Par Marcel DugasMarcel Dugas fait des recherches sur les Royaux, tout particulièrement sur la saison 1946, depuis 2012. Vous pouvez le suivre sur Twitter au https://twitter.com/Royaux_saison46

Le mot « adversité » est utilisé à toutes les sauces dans le monde du sport, souvent pour décrire des contretemps plutôt anodins. Mais ce que Jackie Robinson et John Wright, l’autre ancien des Negro leagues invité au camp des Royaux en 1946, ont vécu au cours de leurs six semaines en Floride donne tout son sens au mot adversité.

D’abord, Jackie a eu toutes les misères du monde à atteindre la Floride. Lui et son épouse Rachel ont été tassé de deux avions parce qu’ils étaient afro-américains. Ils ont dû se résoudre à faire un long trajet en autocar dans la partie « noire » bondée du véhicule alors que plusieurs sièges étaient libres à l’avant de l’autobus, réservé aux blancs. Une fois arrivé à destination, épuisé et furieux, Jackie a bien failli mettre un terme à l’expérience et rentrer chez lui.

C’est finalement avec trois jours de retard, soit le 4 mars, que Robinson et Wright ont foulé le terrain pour leur premier entraînement. Jackie a eu peu de temps pour s’entraîner au cours de cette journée, tout occupé qu’il était à répondre (avec aplomb) aux questions des journalistes et à poser pour les photographes de presse. Aucune mention n’a été faite des événements qui avaient mené à son retard. Wright, de son côté, n’a généré aucun intérêt de la part des reporters présents. Robinson était sans conteste la star de l’intégration.

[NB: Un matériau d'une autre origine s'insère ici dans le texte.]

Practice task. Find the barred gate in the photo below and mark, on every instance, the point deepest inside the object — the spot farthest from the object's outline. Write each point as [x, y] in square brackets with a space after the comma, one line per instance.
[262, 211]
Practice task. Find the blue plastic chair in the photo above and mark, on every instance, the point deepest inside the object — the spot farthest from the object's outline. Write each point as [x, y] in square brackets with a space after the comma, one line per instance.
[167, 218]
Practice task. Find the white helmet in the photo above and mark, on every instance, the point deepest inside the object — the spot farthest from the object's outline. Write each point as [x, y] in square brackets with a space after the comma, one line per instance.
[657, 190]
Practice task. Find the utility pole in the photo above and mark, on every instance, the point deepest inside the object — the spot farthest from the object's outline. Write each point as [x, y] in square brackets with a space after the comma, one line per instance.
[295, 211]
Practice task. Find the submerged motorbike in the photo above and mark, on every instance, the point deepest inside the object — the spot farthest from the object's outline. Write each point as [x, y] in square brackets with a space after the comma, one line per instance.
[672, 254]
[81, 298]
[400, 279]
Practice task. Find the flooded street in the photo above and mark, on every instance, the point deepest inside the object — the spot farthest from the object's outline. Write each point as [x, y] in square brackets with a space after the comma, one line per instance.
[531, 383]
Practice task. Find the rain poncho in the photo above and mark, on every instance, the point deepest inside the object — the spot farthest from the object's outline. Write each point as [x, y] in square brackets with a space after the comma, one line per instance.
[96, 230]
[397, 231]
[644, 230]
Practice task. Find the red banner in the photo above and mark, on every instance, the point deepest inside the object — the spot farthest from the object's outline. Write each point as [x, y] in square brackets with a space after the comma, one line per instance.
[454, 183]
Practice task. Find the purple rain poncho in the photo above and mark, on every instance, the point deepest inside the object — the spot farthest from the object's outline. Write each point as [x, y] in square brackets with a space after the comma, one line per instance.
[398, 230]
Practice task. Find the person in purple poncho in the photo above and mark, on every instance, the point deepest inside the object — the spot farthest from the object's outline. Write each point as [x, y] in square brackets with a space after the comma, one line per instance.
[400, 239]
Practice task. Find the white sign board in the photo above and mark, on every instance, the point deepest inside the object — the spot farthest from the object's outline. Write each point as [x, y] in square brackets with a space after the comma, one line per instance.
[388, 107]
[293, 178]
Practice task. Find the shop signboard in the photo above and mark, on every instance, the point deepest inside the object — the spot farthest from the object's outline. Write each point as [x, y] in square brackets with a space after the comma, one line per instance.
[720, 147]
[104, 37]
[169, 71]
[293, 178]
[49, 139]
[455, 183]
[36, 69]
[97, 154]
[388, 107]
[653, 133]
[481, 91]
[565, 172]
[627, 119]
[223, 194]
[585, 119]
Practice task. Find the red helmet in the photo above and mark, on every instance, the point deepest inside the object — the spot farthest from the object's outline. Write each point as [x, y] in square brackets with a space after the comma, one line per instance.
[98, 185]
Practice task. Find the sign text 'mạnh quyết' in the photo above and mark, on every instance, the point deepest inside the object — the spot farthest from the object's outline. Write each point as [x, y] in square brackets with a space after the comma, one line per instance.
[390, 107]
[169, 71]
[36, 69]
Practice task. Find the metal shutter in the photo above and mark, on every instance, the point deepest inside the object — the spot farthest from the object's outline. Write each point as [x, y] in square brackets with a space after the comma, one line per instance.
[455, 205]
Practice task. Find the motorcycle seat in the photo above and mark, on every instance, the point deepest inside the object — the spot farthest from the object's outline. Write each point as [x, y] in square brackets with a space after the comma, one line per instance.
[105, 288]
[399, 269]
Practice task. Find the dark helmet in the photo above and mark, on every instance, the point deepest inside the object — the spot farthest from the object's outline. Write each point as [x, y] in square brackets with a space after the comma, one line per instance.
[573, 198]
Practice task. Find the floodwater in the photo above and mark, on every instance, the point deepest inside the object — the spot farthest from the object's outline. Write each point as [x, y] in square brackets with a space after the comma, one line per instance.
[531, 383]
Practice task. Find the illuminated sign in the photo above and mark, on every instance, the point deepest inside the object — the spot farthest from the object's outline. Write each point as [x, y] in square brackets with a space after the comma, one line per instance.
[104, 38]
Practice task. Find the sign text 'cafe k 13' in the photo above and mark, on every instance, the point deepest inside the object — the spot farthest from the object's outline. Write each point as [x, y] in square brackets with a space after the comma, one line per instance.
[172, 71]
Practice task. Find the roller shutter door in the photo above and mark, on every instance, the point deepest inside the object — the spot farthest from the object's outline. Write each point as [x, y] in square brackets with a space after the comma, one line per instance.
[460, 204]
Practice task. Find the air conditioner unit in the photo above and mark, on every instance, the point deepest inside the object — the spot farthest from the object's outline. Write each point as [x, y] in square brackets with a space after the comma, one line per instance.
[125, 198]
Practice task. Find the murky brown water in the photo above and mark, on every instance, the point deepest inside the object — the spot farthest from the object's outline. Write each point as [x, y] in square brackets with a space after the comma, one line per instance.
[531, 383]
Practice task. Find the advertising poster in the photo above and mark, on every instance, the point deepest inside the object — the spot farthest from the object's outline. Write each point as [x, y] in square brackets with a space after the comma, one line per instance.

L’organisation des Dodgers avait choisi Daytona Beach comme site du camp d’entraînement, une ville réputée plus libérale que la plupart des autres communautés du sud des États-Unis. Et si Daytona Beach a été fidèle à sa réputation, l’équipe a rencontré des problèmes dès qu’elle a tenté de faire jouer Jackie et John dans d’autres villes. Ils ont dû quitter Sanford, site du pré-camp d’entraînement, en catastrophe après que des gens de l’endroit aient fait savoir que la présence des deux athlètes noirs n’était pas souhaitée chez eux. L’équipe a vu trois de ses matchs hors-concours, deux à Jacksonville et un à Deland, être annulés en l’espace de six jours en raison de la présence de joueurs noirs dans son alignement. Et vers la fin du camp, Jackie a disputé les deux premières manches d’une partie à Sanford, avant que la police locale ne force Clay Hopper à le renvoyer au vestiaire.

Comme si ce n’était pas assez, Jackie devait se mériter un poste avec le club. Voulant prouver sa valeur, il relayait de toutes ses forces au premier but à chaque fois qu’il avait la balle, ce qui lui a occasionné des maux de bras. Mais Branch Rickey lui a fait comprendre qu’il ne pouvait prendre congé; il devait à tout prix éviter d’avoir l’air de profiter d’un traitement de faveur.

Jackie peinait à trouver son rythme offensivement. Comme ses maux de bras l’empêchaient d’effectuer de longs relais, il a été déplacé au 2e, puis au premier but, où il n’avait jamais joué auparavant. Les nombreuses erreurs qu’il commettait en défense le rendait encore plus tendu – et encore plus inefficace – au bâton. Et pour couronner le tout, plusieurs médias n’ont pas attendu pour passer jugement sur son cas et les critiques étaient, plus souvent qu’autrement, mauvaises.

Les Royaux ont disputé des matchs préparatoires presque à tous les jours à partir du 5 mars sans que l’on fasse appel aux deux Afro-américains, qui n’étaient semble-t-il pas encore prêts. Le premier match hors-concours intégré du 20e siècle a eu le jour de la Saint Patrick. 4000 spectateurs, dont un millier d’afro-américains, s’étaient entassés dans le estrades du stade de Daytona Beach. Robinson a été bruyamment applaudi par les spectateurs noirs tout au long de la rencontre. Les spectateurs blancs l’ont accueilli poliment, sans plus, lors de sa première présence à la plaque, mais l’ont ovationné à ses deux présences suivantes.

En bout de ligne, Jackie et John ont tous deux débuté la saison avec les Royaux et ce, même s’ils n’en ont pas mis plein la vue sur le terrain. Jackie a maintenu une des moyennes offensives les plus faible chez les joueurs qui ont percé l’alignement de l’équipe et son jeu en défensive a souvent laissé à désirer. Wright de son côté n’a lancé que dix manches lors de parties préparatoires officielles, et n’a été ni bon ni mauvais.

Pour Jackie, le meilleur était à venir.